Бьется Настя как рыба об лед, а сидит семейство голодное. Тайком от ребят Настя стала ходить по ближайшим селам побираться.
— Погорельцы мы… Подайте на пропитание. Сама хворая, двое ребятишек… — выводит Настя, пугливо отмахивается от лохматых дворняг, беснующихся на железной цепи.
— Иди, иди, милая, дальше! По нынешним временам, когда брат пошел на брата, и самим от тюрьмы и сумы не приходится отказываться…
— Побирушка! Побирушка! Нищенка! — дразнят Настю детишки и бегут за ней за околицу.
Недалеко от Темной речки Настя прячет суму с кусками выпрошенного хлеба и мешок с картошкой. Ох, стыдобушка!
«Поесть бы, хоть немного поесть!» Истощенное, прозрачное — в чем и душа держится — лицо Лерки освещено синими глазищами, суровыми и горячими. Ресницы, длинные, пушистые, как бархатные крылья бабочки махаона, бросают тень на полщеки. Еле-еле выкарабкалась Лерка из болезни.

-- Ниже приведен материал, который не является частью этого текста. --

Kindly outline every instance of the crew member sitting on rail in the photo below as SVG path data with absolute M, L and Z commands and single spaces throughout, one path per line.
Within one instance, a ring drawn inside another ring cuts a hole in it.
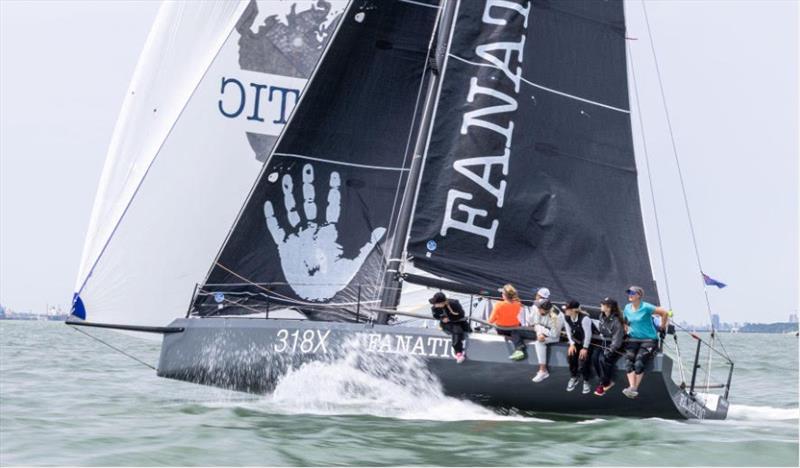
M 533 377 L 534 383 L 550 377 L 547 371 L 547 345 L 557 343 L 561 339 L 561 330 L 564 329 L 564 314 L 555 307 L 549 299 L 539 299 L 533 304 L 535 307 L 528 316 L 528 326 L 536 331 L 536 358 L 539 360 L 539 371 Z
M 533 298 L 533 302 L 538 301 L 539 299 L 550 299 L 550 290 L 547 288 L 539 288 L 536 290 L 536 296 Z
M 594 394 L 603 396 L 614 386 L 614 370 L 617 359 L 622 355 L 622 342 L 625 339 L 625 319 L 616 300 L 606 297 L 600 301 L 600 322 L 598 324 L 600 341 L 593 343 L 597 349 L 592 354 L 592 364 L 600 383 Z
M 644 289 L 639 286 L 631 286 L 626 292 L 628 305 L 625 306 L 623 315 L 629 326 L 628 342 L 625 344 L 628 388 L 622 390 L 622 394 L 628 398 L 636 398 L 644 377 L 644 367 L 658 350 L 658 332 L 653 325 L 653 314 L 661 316 L 661 329 L 666 330 L 669 311 L 642 301 Z
M 492 309 L 492 315 L 489 316 L 489 323 L 498 327 L 519 327 L 519 311 L 522 310 L 522 302 L 519 300 L 519 294 L 514 286 L 507 284 L 500 290 L 502 301 L 495 303 Z M 511 338 L 514 344 L 514 353 L 509 356 L 510 359 L 519 360 L 525 357 L 524 348 L 525 343 L 522 341 L 522 335 L 518 330 L 503 330 L 497 329 L 498 335 L 504 335 Z M 522 350 L 520 349 L 522 348 Z M 517 356 L 520 356 L 517 358 Z
M 589 380 L 592 378 L 592 365 L 589 360 L 592 354 L 589 346 L 592 340 L 592 319 L 581 309 L 578 301 L 569 301 L 564 306 L 564 328 L 569 341 L 567 362 L 570 379 L 567 382 L 567 391 L 575 390 L 578 380 L 583 377 L 582 393 L 589 393 L 592 391 L 589 385 Z
M 431 303 L 433 318 L 440 322 L 442 330 L 450 335 L 456 362 L 461 364 L 467 358 L 464 354 L 464 334 L 472 331 L 464 314 L 464 308 L 457 299 L 448 299 L 439 291 L 428 299 Z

В школе появился новый учитель. Ребята знали — Сергей Петрович «в бегах» от белой власти; были верны ему: в школу шли неохотно; учились кое-как; по любому поводу вспоминали любимого учителя. Настя пристрожила Лерку, заставила идти в школу. Бабы-староверки возмущенно вопили:
— Настя апосля смерти Михайлы совсем ополоумела — девку дальше учить вздумала!
В те тревожные времена девчонок редко кто посылал учиться. Настя отмахивалась от баб-жужжалок:
— Пущай учится! Михайла как мечтал! «Выучу и Лерушку и сынка. Дадим, Настя, хоть немного грамоты ребятам. Мы с тобой на свете живем как две чурки осиновые, ни писать, ни читать…»

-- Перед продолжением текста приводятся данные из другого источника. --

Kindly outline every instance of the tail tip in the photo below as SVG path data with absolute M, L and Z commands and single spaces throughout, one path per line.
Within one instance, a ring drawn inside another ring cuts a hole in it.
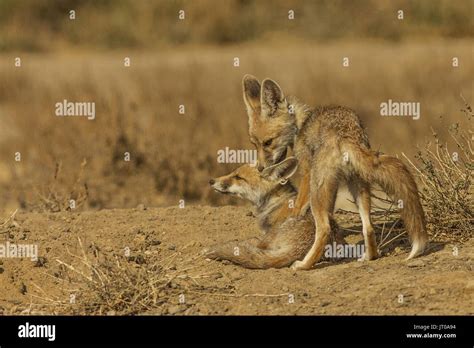
M 408 255 L 408 257 L 405 260 L 410 260 L 414 257 L 422 255 L 423 252 L 426 250 L 427 244 L 428 244 L 427 238 L 414 241 L 411 247 L 410 255 Z

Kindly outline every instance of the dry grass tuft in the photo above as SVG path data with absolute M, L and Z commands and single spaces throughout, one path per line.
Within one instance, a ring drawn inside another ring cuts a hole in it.
M 32 211 L 60 212 L 69 211 L 82 206 L 89 196 L 87 183 L 84 181 L 84 170 L 87 161 L 83 159 L 77 179 L 69 186 L 61 180 L 61 162 L 56 163 L 53 179 L 45 187 L 34 187 L 36 199 L 26 203 Z
M 472 122 L 469 104 L 462 109 Z M 410 162 L 422 184 L 421 199 L 427 213 L 433 239 L 463 241 L 474 231 L 474 129 L 472 123 L 462 129 L 459 123 L 449 127 L 455 150 L 448 148 L 433 130 L 433 140 L 419 149 L 416 162 Z
M 146 267 L 138 263 L 143 262 Z M 138 314 L 159 306 L 167 296 L 163 268 L 125 256 L 102 256 L 91 262 L 84 257 L 89 275 L 80 292 L 74 314 Z M 72 266 L 70 266 L 72 267 Z
M 152 260 L 146 253 L 137 256 L 104 254 L 95 245 L 85 248 L 80 238 L 78 245 L 80 255 L 67 250 L 74 261 L 56 259 L 59 272 L 54 277 L 62 284 L 62 295 L 53 296 L 50 291 L 33 284 L 39 293 L 32 297 L 40 301 L 31 303 L 30 313 L 41 313 L 46 306 L 53 306 L 55 314 L 189 314 L 192 303 L 185 301 L 185 294 L 214 293 L 215 289 L 204 288 L 200 279 L 216 274 L 202 272 L 200 266 L 189 266 L 200 255 L 181 258 L 177 262 L 177 256 L 182 255 L 182 251 L 177 251 L 171 256 Z

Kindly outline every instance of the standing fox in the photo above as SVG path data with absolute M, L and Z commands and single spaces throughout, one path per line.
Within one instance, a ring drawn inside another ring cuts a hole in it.
M 412 242 L 408 258 L 421 254 L 428 241 L 418 189 L 397 158 L 370 149 L 368 137 L 354 111 L 341 107 L 309 108 L 285 98 L 270 79 L 243 78 L 243 97 L 249 117 L 250 141 L 258 152 L 259 170 L 282 161 L 291 149 L 298 159 L 300 184 L 295 215 L 308 206 L 315 221 L 315 240 L 294 269 L 309 269 L 321 258 L 330 233 L 338 187 L 346 182 L 362 220 L 365 258 L 378 257 L 370 219 L 370 185 L 379 184 L 403 207 L 401 216 Z
M 211 247 L 206 257 L 261 269 L 287 267 L 303 259 L 314 241 L 314 221 L 309 211 L 303 217 L 291 217 L 289 202 L 297 193 L 288 179 L 296 168 L 297 160 L 290 157 L 262 172 L 246 164 L 210 180 L 217 192 L 237 195 L 255 205 L 265 236 Z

Кума Марья, сама тянувшая беспросветную лямку, горячо ее поддержала:
— Спасибо, Настасья. Скажи на милость, какой в тебе хороший человек проснулся! Пусть Лерушка учится, пока ты в силах. В жизни все сгодится.
Но случилось и тут не по-загаданному: потеснила нужду, обосновавшуюся в нищей халупке, ближайшая ее подруга — беда. Заскочила и она в баньку: от голодухи и непосильного трудового креста снова у Насти нога гнойниками пошла. Слегла баба. Не чаяла, как весны дождаться, когда из пахучих, клейких почек молодой ореховый лист пойдет — лечить ногу. Прижала бабу жизнь!..
Зашел как-то к Новоселовым Аристарх Аристархович. Подозвал к себе Лерку и, теребя длинный подвижной нос, прикрикнул на нее:
— Что, бесстыдница, ты делаешь? Мать больная лежит, а ты лодырствуешь — в школу бегаешь! Я с дядей Петей поговорил — иди к нему в няньки. У него ребенок народился. Батрачат у него Порфирьевна и Алена Смирнова, да им несподручно: и скотина, и хлебы месить, и ямщиков кормить — он ноне почту гоняет…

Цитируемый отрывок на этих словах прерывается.